The Da'na family lives in the H2 area of Hebron, which is under full control of the Israeli military and settlers. Hebron is the only place in the West Bank where Israeli settlers live in the heart of a Palestinian city. Palestinian residents of Hebron are subjected to heavy restrictions on movement, the constant presence of Israeli armed forces, and longstanding efforts to forcibly displace Palestinian residents out of the Old City.

In a statement, B'Tselem said the video showed "how the routine of Palestinian subjects living under the occupation is disturbed arbitrarily and how easily soldiers violate their rights.

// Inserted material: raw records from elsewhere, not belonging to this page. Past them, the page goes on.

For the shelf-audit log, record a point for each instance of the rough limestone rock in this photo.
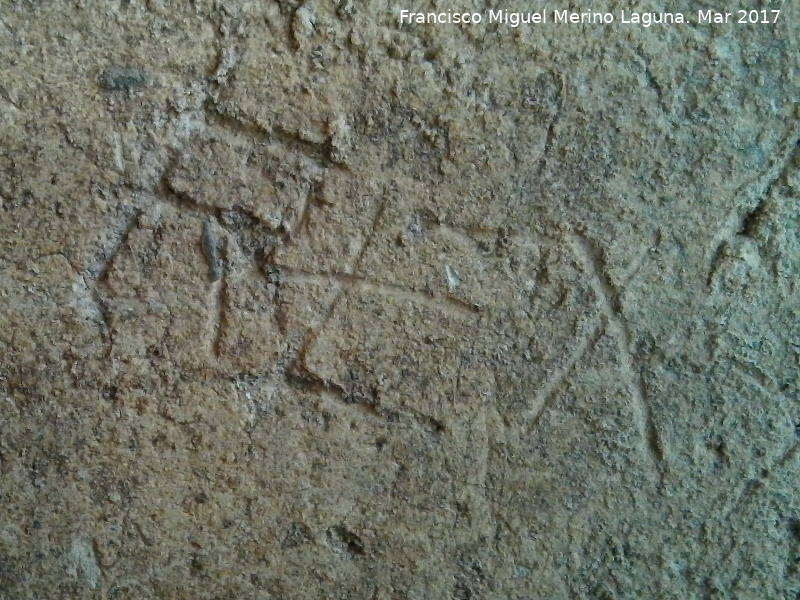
(300, 302)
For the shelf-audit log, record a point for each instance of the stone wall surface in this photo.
(299, 302)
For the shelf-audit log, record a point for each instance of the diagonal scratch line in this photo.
(546, 394)
(611, 305)
(313, 334)
(755, 191)
(753, 486)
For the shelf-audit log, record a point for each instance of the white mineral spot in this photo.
(82, 562)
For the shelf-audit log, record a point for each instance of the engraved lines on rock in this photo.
(754, 195)
(216, 240)
(611, 321)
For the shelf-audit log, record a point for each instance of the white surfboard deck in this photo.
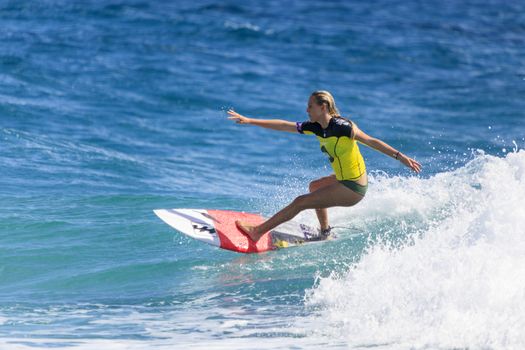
(218, 228)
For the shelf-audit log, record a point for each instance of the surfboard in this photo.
(217, 228)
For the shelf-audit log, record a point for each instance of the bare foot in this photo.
(249, 229)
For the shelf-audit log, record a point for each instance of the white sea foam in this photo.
(460, 283)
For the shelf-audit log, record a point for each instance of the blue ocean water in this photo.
(110, 109)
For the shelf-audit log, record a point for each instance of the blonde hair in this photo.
(323, 97)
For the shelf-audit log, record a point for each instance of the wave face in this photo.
(457, 282)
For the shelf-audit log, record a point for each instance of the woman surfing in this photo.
(338, 138)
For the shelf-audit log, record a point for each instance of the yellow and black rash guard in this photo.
(337, 140)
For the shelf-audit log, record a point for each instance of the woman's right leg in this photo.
(322, 213)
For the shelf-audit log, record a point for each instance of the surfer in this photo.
(338, 138)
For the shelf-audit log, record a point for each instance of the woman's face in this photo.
(314, 110)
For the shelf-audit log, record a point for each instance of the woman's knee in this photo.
(301, 202)
(314, 185)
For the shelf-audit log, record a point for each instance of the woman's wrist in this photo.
(397, 155)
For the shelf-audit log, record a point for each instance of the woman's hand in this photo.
(409, 162)
(239, 119)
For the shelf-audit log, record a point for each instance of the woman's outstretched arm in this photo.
(274, 124)
(385, 148)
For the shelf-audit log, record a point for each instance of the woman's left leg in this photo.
(335, 195)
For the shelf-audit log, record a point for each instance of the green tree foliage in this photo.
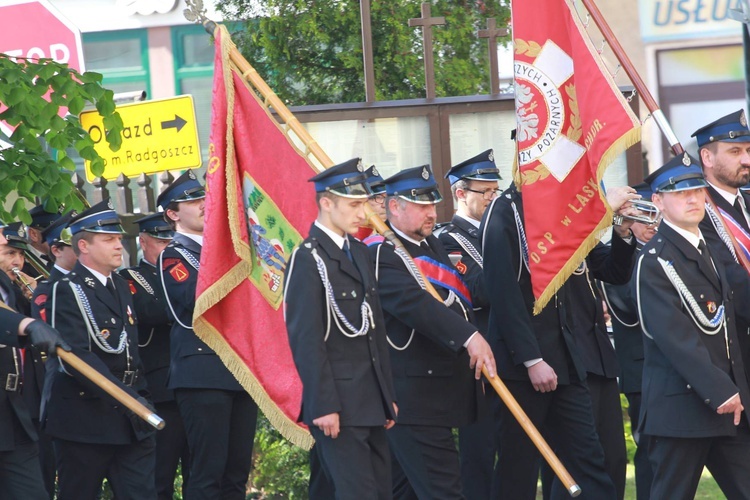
(311, 52)
(31, 94)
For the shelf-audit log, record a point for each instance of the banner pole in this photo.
(272, 100)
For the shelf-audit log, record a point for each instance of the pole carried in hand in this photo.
(655, 111)
(111, 388)
(314, 149)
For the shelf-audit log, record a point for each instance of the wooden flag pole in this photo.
(312, 147)
(111, 388)
(655, 111)
(638, 83)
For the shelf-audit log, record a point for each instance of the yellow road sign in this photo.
(157, 136)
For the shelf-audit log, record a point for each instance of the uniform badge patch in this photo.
(179, 272)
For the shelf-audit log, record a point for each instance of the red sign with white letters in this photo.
(36, 30)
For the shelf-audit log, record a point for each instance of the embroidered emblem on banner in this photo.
(541, 112)
(179, 272)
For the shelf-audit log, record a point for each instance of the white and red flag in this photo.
(572, 122)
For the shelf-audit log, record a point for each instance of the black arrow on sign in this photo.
(177, 123)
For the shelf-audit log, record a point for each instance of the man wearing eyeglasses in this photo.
(474, 184)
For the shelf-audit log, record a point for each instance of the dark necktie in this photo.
(347, 251)
(738, 206)
(111, 287)
(706, 256)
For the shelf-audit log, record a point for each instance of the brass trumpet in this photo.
(22, 280)
(648, 214)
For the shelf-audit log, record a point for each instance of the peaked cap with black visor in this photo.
(416, 185)
(345, 179)
(185, 188)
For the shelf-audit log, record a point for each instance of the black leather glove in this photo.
(140, 426)
(45, 337)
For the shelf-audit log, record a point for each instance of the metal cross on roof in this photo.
(427, 22)
(492, 33)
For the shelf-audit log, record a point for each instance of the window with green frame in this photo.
(194, 70)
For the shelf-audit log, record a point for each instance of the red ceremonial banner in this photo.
(254, 218)
(572, 122)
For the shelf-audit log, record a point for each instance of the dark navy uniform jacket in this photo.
(16, 426)
(193, 364)
(154, 326)
(612, 264)
(515, 333)
(687, 374)
(736, 274)
(434, 384)
(469, 268)
(626, 328)
(77, 409)
(351, 376)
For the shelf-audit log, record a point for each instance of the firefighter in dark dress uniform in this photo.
(94, 436)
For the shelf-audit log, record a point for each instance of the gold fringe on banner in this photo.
(629, 138)
(239, 273)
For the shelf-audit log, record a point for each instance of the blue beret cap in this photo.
(681, 173)
(729, 128)
(480, 168)
(185, 188)
(345, 179)
(416, 184)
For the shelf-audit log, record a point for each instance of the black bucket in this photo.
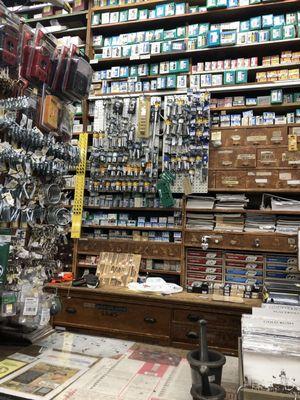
(217, 392)
(215, 364)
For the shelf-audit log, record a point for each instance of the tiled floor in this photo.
(124, 370)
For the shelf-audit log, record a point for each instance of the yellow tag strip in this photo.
(79, 188)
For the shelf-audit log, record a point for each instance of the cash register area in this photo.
(149, 199)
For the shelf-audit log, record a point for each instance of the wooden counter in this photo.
(165, 320)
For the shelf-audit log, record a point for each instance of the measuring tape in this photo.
(79, 187)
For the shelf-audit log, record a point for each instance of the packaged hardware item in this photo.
(77, 78)
(38, 56)
(9, 38)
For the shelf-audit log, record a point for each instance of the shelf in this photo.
(132, 228)
(154, 209)
(212, 16)
(68, 17)
(212, 53)
(275, 107)
(250, 69)
(217, 89)
(220, 232)
(251, 127)
(243, 211)
(71, 32)
(159, 272)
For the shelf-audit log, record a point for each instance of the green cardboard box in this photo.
(241, 76)
(289, 32)
(229, 77)
(171, 81)
(154, 69)
(255, 23)
(124, 16)
(277, 33)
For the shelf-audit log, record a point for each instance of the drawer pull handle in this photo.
(150, 320)
(192, 335)
(71, 310)
(193, 317)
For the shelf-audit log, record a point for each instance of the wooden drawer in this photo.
(211, 179)
(245, 241)
(146, 249)
(231, 180)
(243, 157)
(230, 321)
(229, 137)
(288, 179)
(260, 136)
(278, 157)
(262, 179)
(109, 316)
(216, 337)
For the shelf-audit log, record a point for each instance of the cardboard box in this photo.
(229, 77)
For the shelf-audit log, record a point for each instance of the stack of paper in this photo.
(206, 203)
(270, 350)
(288, 225)
(230, 222)
(200, 221)
(256, 223)
(231, 201)
(282, 204)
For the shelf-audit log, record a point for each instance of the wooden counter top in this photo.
(181, 298)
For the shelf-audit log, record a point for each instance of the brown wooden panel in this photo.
(142, 319)
(262, 179)
(244, 241)
(231, 137)
(230, 321)
(231, 180)
(278, 157)
(260, 136)
(146, 249)
(216, 337)
(288, 179)
(243, 157)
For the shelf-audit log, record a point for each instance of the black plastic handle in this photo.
(150, 320)
(192, 335)
(193, 317)
(71, 310)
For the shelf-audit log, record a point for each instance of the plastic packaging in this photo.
(9, 38)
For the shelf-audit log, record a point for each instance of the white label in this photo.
(211, 262)
(145, 56)
(261, 180)
(285, 176)
(216, 136)
(45, 316)
(31, 306)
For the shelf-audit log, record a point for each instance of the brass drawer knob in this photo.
(193, 317)
(71, 310)
(150, 320)
(192, 335)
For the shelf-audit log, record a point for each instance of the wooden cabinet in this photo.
(109, 316)
(165, 320)
(146, 249)
(244, 241)
(254, 159)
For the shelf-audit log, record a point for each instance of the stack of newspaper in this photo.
(271, 349)
(231, 201)
(256, 223)
(200, 221)
(289, 225)
(230, 222)
(202, 202)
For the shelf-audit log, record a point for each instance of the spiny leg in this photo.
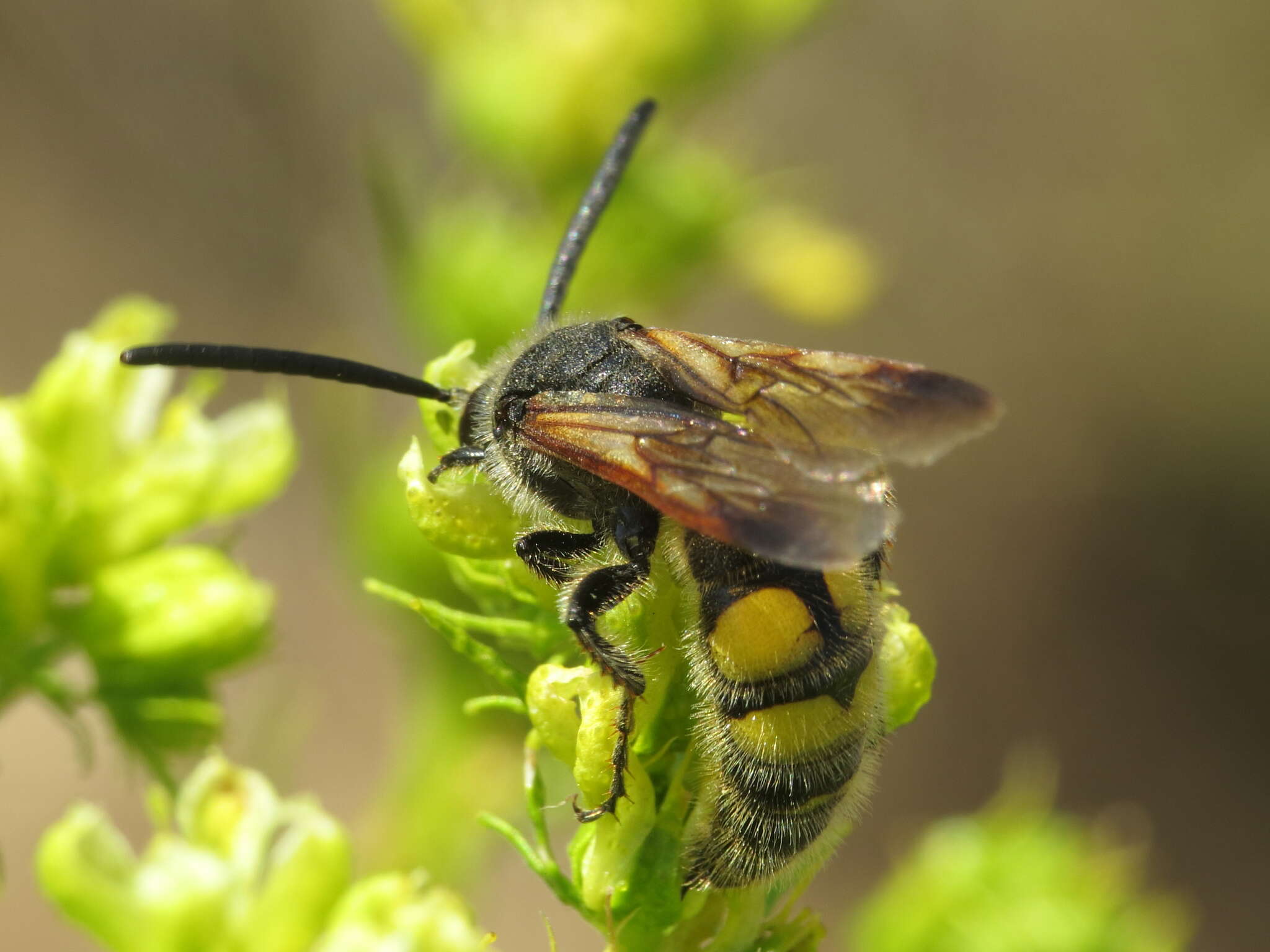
(549, 552)
(621, 753)
(455, 459)
(634, 530)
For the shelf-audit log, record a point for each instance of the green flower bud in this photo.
(255, 457)
(454, 369)
(182, 611)
(173, 899)
(574, 710)
(86, 409)
(908, 667)
(551, 699)
(290, 860)
(168, 718)
(29, 527)
(1018, 876)
(230, 811)
(156, 491)
(399, 912)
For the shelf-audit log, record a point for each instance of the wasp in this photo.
(758, 470)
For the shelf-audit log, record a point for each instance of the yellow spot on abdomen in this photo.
(765, 633)
(785, 733)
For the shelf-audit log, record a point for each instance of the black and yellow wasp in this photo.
(758, 471)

"It seems that for the military, all Palestinians, including school-age children, are potential offenders. At any time, it is permissible to wake them up at night, enter their homes and subject them to a lineup," B'Tselem added.

Israeli newspaper Haaretz noted that it is illegal for Israeli soldiers to photograph minors.

Israeli forces carry out night-time raids on a near-daily basis in the occupied West Bank and East Jerusalem. Some of these raids are part of a policy of "intelligence mapping", whereby Israeli forces storm Palestinian houses to inspect them and record the names and faces of the residents. 

These raids are video recorded, and Palestinians are photographed as part of Israeli mass surveillance over Palestinians.

Last week, the Washington Post revealed Israel's Blue Wolf, a facial recognition technology that alerts soldiers at checkpoints to detain suspects. Israeli soldiers used the Blue Wolf to take photographs of Palestinians passing through checkpoints and upload them onto Israel's database - described by a former soldier as the army's "Facebook for Palestinians".

Earlier this week, a former member of the Israeli Army’s elite signals intelligence unit 8200 told Middle East Eye that Israel could listen to every telephone conversation taking place in the West Bank and Gaza.